The Temple of Magic had already been removed to the Blue Post’s Yard, where “the riders” and other companies of public entertainers usually took their stand; the public had already been addressed in grandiloquent terms, in very grey ink, on very thin paper; and Mr. Dibble had solemnly done duty “on the outside” for many nights, when Mr. Bilks drove to the side-door, (“private entrance, ladies and gentlemen, at the side, price three pence!”), and without further ado went behind the magic curtain, and offered to join the wizard for the winter season, if the wizard would take a shop in some public street, advertise the exhibition, and conduct it upon something like high-class principles.

The “living skeleton” had left with the showman copies of various testimonials, and a copy of the Slumkey Guardian. It was in this latter journal that Martin had spelled out the Loan Office advertisement, whereupon he dictated to Dibble the terms of a letter which should be sent to James Marfleeting, Esq.

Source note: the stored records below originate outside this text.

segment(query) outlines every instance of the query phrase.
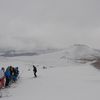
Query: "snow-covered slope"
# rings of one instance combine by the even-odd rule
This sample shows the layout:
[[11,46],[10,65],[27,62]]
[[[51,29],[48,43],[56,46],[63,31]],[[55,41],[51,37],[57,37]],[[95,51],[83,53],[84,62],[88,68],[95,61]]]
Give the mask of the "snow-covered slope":
[[[38,56],[20,56],[20,57],[8,57],[9,60],[12,61],[19,61],[19,62],[26,62],[35,64],[35,65],[41,65],[41,66],[47,66],[47,67],[53,67],[58,66],[61,67],[67,66],[67,59],[61,59],[63,56],[64,51],[57,51],[53,53],[47,53],[47,54],[41,54]],[[6,58],[7,59],[7,58]]]
[[93,61],[100,58],[100,51],[87,45],[75,44],[67,48],[63,55],[62,58],[69,60]]
[[[2,90],[0,99],[100,100],[100,72],[88,64],[67,65],[60,59],[62,54],[1,58],[1,66],[19,66],[20,79]],[[37,78],[33,78],[32,64],[38,65]],[[44,65],[47,69],[42,68]]]
[[[52,54],[48,54],[48,53],[52,53]],[[46,56],[48,56],[49,61],[50,60],[54,61],[53,57],[55,58],[56,55],[58,55],[56,58],[57,59],[60,58],[63,61],[65,59],[66,61],[83,62],[83,63],[94,61],[100,58],[100,50],[90,48],[89,46],[83,45],[83,44],[75,44],[68,47],[67,49],[62,49],[62,50],[58,50],[58,49],[41,49],[41,50],[30,50],[30,51],[29,50],[17,50],[17,51],[6,50],[4,52],[0,51],[0,54],[1,56],[4,56],[4,57],[14,57],[14,58],[16,58],[16,56],[20,56],[20,58],[23,58],[21,56],[32,56],[30,57],[31,59],[33,58],[33,55],[35,56],[35,55],[40,55],[40,54],[46,54]],[[41,58],[45,59],[42,56]]]
[[[62,66],[62,63],[64,66],[67,66],[70,62],[78,62],[78,60],[81,60],[79,62],[89,62],[94,61],[98,57],[100,57],[100,51],[92,49],[86,45],[72,45],[67,49],[53,52],[53,53],[46,53],[41,54],[38,56],[19,56],[19,57],[11,57],[9,59],[20,61],[20,62],[27,62],[27,63],[35,63],[35,64],[41,64],[43,66]],[[7,57],[6,57],[7,59]],[[41,60],[43,59],[43,60]]]
[[[0,57],[0,66],[19,66],[20,79],[3,89],[1,100],[100,100],[100,72],[89,64],[71,64],[69,59],[99,57],[85,45],[38,56]],[[32,65],[38,68],[33,77]]]

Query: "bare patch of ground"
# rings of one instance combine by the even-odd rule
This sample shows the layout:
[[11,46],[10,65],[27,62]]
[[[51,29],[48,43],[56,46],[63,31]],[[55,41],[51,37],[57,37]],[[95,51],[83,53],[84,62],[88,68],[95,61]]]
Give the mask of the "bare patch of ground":
[[97,68],[97,69],[100,69],[100,58],[97,59],[94,63],[92,63],[92,65]]

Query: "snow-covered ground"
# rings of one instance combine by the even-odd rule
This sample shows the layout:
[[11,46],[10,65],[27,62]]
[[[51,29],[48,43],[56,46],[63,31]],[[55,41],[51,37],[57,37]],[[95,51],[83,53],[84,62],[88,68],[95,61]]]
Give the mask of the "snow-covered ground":
[[[89,64],[68,64],[62,53],[0,58],[0,66],[19,66],[20,79],[3,89],[1,100],[100,100],[100,72]],[[38,68],[33,77],[32,64]],[[47,69],[43,69],[43,66]]]

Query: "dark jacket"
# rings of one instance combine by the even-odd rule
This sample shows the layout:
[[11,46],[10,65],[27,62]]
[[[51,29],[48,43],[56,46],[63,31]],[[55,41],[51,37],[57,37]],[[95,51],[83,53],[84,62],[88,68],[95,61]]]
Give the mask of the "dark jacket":
[[33,66],[33,72],[37,72],[37,68],[35,66]]

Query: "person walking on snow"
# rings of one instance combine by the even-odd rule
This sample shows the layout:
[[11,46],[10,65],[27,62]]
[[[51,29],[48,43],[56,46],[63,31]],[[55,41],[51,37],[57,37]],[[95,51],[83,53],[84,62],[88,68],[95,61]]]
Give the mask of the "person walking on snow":
[[36,73],[37,73],[37,68],[33,65],[33,72],[34,72],[34,77],[37,77]]

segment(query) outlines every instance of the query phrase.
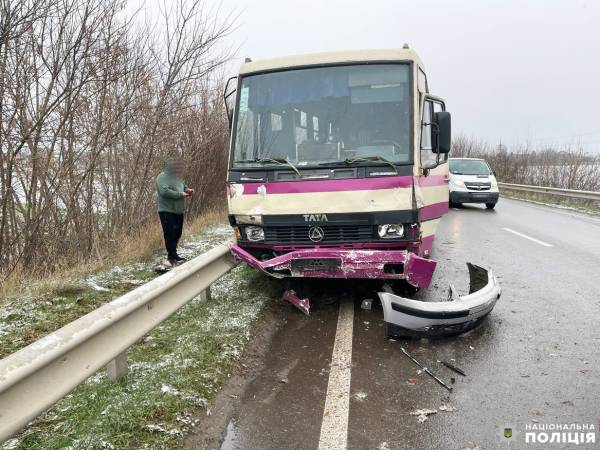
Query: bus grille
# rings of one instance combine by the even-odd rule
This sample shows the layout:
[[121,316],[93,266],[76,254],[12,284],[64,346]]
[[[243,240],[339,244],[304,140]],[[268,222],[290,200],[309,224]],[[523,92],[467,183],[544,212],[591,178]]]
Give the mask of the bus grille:
[[323,230],[323,239],[314,242],[308,237],[312,226],[268,226],[265,227],[265,243],[334,244],[373,240],[372,225],[319,225],[319,227]]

It was a strangely quaint and ungrammatical letter this, penned by Thomas Dibble. It set forth, in big straggling letters, that the writer was the proprietor of an exhibition of considerable fame in the provinces; that he was anxious to add thereto additional attractions, and make it a permanent thing for the winter at the important city of Severntown, where it had recently attained to a pitch of great celebrity.

The writer required a loan of one hundred pounds for six months, re-payable by instalments, and he was prepared to give his bond for the amount, together with security upon his properties.

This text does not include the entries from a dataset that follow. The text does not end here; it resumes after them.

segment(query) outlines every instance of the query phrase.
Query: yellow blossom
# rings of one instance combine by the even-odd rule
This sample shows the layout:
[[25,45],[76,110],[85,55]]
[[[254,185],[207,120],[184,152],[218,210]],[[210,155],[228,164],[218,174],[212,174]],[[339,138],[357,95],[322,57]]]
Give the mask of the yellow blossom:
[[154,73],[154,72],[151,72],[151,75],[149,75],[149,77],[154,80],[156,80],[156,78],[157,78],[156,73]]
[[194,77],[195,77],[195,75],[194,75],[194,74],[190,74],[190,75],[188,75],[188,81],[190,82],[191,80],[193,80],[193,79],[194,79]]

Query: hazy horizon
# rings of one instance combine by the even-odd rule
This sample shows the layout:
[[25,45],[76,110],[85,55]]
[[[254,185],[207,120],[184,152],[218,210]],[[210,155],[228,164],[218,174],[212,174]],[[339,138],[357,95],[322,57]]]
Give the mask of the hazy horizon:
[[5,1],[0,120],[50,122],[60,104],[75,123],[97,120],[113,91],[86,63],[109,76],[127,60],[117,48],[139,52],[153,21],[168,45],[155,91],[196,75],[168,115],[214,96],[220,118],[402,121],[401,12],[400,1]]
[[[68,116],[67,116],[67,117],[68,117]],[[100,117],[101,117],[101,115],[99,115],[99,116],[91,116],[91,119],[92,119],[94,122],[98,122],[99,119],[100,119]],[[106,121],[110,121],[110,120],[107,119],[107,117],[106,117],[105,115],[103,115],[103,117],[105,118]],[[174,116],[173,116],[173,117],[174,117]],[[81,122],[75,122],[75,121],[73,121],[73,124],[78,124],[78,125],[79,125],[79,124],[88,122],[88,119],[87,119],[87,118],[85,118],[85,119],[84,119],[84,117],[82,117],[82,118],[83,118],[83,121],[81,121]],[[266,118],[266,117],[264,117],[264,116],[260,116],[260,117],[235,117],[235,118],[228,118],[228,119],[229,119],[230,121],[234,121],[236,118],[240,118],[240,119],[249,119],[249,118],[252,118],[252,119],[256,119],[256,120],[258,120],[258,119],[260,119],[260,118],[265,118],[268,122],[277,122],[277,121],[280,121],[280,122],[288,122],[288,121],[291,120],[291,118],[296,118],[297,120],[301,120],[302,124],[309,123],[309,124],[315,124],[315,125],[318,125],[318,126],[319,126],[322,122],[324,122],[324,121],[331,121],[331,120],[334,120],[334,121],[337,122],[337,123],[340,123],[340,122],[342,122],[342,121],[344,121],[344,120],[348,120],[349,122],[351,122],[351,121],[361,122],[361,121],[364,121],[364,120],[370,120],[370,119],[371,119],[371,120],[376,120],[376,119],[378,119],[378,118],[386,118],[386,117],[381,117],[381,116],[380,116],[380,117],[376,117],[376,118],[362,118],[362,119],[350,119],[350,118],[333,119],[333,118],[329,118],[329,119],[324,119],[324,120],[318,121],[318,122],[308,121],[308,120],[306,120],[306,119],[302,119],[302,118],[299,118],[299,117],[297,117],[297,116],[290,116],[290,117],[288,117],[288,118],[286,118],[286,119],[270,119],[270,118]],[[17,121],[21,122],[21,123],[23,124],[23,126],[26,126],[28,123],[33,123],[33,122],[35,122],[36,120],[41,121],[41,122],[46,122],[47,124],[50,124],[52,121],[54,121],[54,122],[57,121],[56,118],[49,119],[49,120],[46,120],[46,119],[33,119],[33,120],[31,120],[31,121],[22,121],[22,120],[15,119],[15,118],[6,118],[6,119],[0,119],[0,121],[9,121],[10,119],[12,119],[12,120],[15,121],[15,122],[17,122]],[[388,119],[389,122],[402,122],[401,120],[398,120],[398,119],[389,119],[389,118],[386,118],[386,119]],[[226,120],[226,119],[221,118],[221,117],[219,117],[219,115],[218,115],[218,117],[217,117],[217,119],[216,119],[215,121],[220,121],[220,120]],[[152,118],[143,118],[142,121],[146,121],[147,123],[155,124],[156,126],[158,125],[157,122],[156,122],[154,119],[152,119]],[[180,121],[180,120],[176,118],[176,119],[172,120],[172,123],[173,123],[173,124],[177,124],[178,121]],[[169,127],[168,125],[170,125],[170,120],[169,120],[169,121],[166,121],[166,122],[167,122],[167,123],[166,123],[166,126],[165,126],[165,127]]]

“Indeed,” said Mr. Shuffleton Gibbs, who was just preparing to remove his quarters from the street off the Strand. “Indeed! Thomas Dibble, by all that is wonderful! I never forget handwriting, and I shall never forget Master Dibble’s above everybody else’s. Surely he has not turned showman? No; he is the exhibitor’s fag, his man-of-all-work, and he has written this letter from dictation. I will reply by-and-by. Meanwhile, I must see what there is to be made out of this with Mrs. Dibble. I fancy the old girl would give something to know where her faithless Tommy is.”

Thus soliloquised Mr. Shuffleton Gibbs, whilst he packed up sundry letters and papers, and prepared to change his residence.

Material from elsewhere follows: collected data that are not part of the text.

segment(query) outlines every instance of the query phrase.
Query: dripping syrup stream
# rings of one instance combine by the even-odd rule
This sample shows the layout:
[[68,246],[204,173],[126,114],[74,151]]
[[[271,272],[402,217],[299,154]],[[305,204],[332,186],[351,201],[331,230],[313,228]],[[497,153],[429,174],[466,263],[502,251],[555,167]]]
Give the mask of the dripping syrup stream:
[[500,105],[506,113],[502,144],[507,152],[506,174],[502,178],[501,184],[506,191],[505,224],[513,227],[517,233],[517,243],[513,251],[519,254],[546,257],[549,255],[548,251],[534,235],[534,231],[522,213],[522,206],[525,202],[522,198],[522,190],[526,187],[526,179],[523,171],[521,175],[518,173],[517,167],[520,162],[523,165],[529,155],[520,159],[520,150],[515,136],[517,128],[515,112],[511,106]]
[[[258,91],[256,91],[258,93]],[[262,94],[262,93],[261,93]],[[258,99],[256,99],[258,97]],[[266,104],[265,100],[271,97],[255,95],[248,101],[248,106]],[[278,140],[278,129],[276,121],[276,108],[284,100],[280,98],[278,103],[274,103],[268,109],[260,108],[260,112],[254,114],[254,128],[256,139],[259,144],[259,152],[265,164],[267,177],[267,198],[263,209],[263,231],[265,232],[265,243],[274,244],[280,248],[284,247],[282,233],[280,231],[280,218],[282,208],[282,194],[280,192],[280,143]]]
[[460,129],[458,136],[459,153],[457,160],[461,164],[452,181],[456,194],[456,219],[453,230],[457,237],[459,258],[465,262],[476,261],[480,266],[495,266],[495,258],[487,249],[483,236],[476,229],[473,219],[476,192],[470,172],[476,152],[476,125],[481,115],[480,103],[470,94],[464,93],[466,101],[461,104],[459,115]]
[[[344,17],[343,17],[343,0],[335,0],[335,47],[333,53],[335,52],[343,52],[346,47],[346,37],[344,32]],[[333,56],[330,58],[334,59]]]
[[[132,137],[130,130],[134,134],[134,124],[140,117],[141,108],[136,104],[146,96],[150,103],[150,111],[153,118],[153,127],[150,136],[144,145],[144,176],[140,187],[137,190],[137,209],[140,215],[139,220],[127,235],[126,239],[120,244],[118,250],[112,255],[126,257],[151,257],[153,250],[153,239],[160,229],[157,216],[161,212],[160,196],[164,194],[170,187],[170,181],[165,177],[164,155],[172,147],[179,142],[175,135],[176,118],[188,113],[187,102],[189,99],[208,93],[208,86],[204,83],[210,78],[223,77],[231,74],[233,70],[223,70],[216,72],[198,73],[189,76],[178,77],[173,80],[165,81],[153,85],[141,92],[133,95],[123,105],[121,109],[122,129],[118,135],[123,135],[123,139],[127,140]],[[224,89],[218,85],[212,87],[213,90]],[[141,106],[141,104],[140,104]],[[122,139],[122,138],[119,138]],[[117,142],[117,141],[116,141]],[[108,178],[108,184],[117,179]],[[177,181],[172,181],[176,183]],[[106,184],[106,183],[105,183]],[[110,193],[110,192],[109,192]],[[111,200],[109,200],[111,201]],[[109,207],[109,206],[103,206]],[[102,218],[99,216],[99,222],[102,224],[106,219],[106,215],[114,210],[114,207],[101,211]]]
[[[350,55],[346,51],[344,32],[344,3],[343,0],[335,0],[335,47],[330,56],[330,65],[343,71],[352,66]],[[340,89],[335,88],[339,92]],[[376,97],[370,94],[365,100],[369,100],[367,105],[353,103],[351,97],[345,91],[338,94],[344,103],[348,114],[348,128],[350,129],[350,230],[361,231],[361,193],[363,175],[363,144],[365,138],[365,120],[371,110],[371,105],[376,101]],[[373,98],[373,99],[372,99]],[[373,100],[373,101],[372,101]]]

Some of his correspondents were beginning to be tiresome; they had commenced to require explanations of the continued delay; and the women who had written to the Coffee House in the City, were appealing in heart-breaking terms for the promised materials, or the return of their money.

“It is getting hot,” the ex-swell went on. “I can’t stand these pathetic epistles; they hurt my feelings. Poor creatures! They would surely be satisfied if they knew that they were contributing to maintain the faded splendours—ah! of a buck out of luck. That’s rhyme—’gad, bless my soul! who would have thought that I should burst out into rhyme? I am very sorry, ladies, that I cannot afford to forward the materials in question, nor the trifling sums which you have—haw—entrusted to my care. And, messieurs, les pauvres gentilhommes, and you, ye wretched traders, who get into debt beyond your means of payment, I will make further inquiries into your cases. Meanwhile I am much obliged to you for the fees which you have forwarded so promptly.”